For years, the former party president has been the ultimate insider. Boag makes sure her nominations play key roles in the government bureaucracy. I'm surprised at her judgment in representing someone with strong links to her in an ACC dispute.
ACC senior honchos infer Boag and Bronwyn Pullar, the woman who received thousands of ACC files by mistake, wanted something she may not have been entitled to. The matter is now in the hands of the police. Whether it's true or not doesn't matter.
If I were in her inner circle, I wouldn't touch her with a barge pole.
After Boag sent Judith Collins, the current ACC Minister, an email that could bring her down too, every parliamentarian will be scouring their email inboxes dreading they'll find correspondence with her. Boag will be on their spam list and no calls will be returned.

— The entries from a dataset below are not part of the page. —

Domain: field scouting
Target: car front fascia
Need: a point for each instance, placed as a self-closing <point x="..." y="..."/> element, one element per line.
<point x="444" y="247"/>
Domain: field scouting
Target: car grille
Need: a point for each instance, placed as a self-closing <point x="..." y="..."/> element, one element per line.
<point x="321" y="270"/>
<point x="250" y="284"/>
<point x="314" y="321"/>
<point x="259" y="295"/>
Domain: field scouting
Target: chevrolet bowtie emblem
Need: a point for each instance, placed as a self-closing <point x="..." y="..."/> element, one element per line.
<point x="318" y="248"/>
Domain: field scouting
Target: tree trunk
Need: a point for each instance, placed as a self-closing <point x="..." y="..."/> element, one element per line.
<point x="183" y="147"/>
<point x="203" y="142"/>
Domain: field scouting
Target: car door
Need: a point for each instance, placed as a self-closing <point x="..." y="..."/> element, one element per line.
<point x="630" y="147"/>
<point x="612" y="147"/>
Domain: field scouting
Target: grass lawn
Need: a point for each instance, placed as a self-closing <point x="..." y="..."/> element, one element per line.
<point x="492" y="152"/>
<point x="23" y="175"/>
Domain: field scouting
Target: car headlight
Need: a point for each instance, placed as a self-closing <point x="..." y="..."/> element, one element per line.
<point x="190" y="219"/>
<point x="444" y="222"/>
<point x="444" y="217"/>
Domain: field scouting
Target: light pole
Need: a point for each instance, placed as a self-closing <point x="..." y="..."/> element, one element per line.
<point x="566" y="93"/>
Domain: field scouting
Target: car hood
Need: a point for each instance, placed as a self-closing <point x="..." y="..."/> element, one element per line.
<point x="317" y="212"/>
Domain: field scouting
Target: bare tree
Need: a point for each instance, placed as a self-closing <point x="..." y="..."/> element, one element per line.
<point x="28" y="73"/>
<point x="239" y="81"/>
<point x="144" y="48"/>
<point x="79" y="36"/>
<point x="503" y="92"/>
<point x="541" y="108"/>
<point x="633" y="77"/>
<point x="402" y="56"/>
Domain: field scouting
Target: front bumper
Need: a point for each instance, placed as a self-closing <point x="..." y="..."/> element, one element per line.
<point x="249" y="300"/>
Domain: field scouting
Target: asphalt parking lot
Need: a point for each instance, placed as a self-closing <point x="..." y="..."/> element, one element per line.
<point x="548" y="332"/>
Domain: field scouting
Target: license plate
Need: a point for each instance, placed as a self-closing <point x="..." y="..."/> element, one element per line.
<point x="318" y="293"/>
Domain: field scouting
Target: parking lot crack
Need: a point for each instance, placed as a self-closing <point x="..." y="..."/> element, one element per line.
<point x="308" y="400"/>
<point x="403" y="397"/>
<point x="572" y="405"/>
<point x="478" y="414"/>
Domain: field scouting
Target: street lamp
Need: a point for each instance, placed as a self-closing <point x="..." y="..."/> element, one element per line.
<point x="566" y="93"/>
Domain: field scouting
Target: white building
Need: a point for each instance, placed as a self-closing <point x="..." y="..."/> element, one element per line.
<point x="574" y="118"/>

John Key is rattled enough to seek assurances from Collins that she didn't leak Boag's or Boag's clients' emails to the media. Now the Privacy Commissioner is investigating. Labour knows it's on to a winner. Despite Key's protestations, the media smell a rat. The Opposition's chief head-kicker, Trevor Mallard, and Labour ACC spokesperson, Andrew Little, are pressing the attack, calling for a full inquiry. Collins foreshadowing a defamation case against both men and including National Radio only raises the stakes.
National's error is that it doesn't understand the media game has changed. Any second-term government has tougher dealings with the media than in the first three years, and the teacup scandal fallout has made it much worse.
When the teacup incident occurred last year, most of the media played along with the Prime Minister when he faked outrage over the leaked recording. They understood he didn't want the contents published, as it had risks for the relationship with Don Brash's Act and could give Winston Peters' NZ First a boost (which he unwittingly did anyway).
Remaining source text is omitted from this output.